KOMPAS.com - Meningkatnya kasus mikrosefali pada bayi baru lahir di Brasil seiring dengan munculnya virus Zika, membuat ibu hamil di Brasil merasa khawatir dan ingin menggugurkan kandungannya.
Perdebatan pro dan kontra aborsi kandungan pada janin yang terinfeksi Zika pun kini menjadi diskusi alot di Brasil.
Pasalnya, di Brasil, aborsi hanya diizinkan dalam kasus perkosaan atau anensefalus atau ketika kehidupan ibu berada dalam bahaya karena kehamilannya.
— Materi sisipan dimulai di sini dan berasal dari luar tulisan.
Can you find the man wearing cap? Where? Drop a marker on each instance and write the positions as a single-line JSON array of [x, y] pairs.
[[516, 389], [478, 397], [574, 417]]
Dipimpin oleh Eduardo Cunha, anggota Majelis Rendah Brasil yang beraliran konservatif, anggota parlemen Kristen evangelis memperkenalkan RUU 2015 untuk mempersempit akses korban perkosaan mengaborsi kandungannya dan mengharuskan mereka membuat laporan ke polisi dan menjalani pemeriksaan kesehatan forensik sebelum bisa mendapat izin aborsi.
Mereka juga mengusulkan bahwa orang-orang yang membantu atau mendorong korban perkosaan untuk aborsi, dikenai hukuman oleh negara.
Beberapa aktivis membandingkan situasi di Brasil sekarang dengan perdebatan aborsi di Amerika Serikat pada tahun 1960, ketika wabah rubella, virus yang juga dapat menyebabkan mikrosefalus, mengakibatkan ribuan bayi lahir cacat.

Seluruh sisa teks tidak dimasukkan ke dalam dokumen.